One of my favorite teams will relaunch with a new writer, artist and new members in the Marvel Now. Kieron Gillen and Jamie McKelvie assemble some of Marvel’s best teen heroes into a brand new Young Avengers in 2013.
Gillen and McKelvie succeed Allan Heinberg and Jim Cheung who guided the teens through two volumes and the Avengers: Children’s Crusade mega series. Gillen reveals how he got the job on Marvel.com.
“[Marvel Editor-in-Chief] Axel [Alonso] bullied me into it.
I’m not even joking. When it was floated, I wasn’t sure. YOUNG AVENGERS was a book with such a unique and singular vision from [co-creators Allan] Heinberg and [Jim] Cheung, and at least a big part of the vision was simply not what I do. It’s a book which was kind of a love song to Marvel Comics’ continuity, playing games and celebrating equally.
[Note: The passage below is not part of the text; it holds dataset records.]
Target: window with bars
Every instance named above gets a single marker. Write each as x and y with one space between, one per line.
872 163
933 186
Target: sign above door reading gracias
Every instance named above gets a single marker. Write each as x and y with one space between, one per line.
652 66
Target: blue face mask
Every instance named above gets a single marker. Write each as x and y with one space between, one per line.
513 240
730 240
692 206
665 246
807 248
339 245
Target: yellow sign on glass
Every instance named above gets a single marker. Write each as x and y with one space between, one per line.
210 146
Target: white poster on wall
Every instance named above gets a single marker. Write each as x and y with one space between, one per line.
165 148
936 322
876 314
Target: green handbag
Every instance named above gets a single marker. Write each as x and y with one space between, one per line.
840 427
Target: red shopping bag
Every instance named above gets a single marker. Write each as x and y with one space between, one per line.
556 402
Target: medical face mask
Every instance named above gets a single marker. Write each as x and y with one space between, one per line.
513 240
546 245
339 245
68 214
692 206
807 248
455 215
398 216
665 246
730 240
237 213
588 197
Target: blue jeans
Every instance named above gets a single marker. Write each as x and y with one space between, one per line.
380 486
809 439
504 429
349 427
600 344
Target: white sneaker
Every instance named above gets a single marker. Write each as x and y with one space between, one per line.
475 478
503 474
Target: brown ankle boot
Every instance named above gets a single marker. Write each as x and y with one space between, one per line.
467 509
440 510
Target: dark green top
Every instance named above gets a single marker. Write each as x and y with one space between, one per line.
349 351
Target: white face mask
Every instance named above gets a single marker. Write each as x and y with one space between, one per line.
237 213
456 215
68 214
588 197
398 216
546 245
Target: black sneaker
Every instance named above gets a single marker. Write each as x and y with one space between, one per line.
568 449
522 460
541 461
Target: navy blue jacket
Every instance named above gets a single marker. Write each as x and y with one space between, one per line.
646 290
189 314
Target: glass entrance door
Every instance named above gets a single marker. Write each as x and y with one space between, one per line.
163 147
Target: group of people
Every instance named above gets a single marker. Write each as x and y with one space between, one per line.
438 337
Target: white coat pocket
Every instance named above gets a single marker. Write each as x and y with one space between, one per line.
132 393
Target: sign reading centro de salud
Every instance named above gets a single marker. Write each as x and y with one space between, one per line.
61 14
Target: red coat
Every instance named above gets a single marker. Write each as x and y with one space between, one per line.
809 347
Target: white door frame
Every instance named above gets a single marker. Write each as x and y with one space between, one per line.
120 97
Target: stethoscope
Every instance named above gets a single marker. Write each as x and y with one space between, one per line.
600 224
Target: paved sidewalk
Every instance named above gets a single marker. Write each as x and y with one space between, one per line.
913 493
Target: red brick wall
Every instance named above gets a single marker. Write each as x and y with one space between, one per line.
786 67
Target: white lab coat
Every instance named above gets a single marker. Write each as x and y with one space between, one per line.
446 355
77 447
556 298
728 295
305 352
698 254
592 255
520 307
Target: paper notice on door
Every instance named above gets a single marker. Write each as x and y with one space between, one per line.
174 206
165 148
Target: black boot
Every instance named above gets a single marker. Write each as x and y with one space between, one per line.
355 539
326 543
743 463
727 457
I dug the book, but I knew that’s just not what I would do. I would never base a story around that. It’s just not how I think.
Then Axel basically beat my head against the floor a few times and said “Seriously, give it a proper think.”
So I did, and I managed to find a way to make it work for me. It was such a personal book for Heinberg; I realized the heart of it had to be trying to make it just as personal for me. And since we’re different writers, we have to be personal in our own way. I realized a big part of that had to be gathering together the creators I most trusted, and try and build something entirely bespoke. Which lead to Jamie McKelvie and everyone else, and the pop-song-as-super hero-comic you see before you.”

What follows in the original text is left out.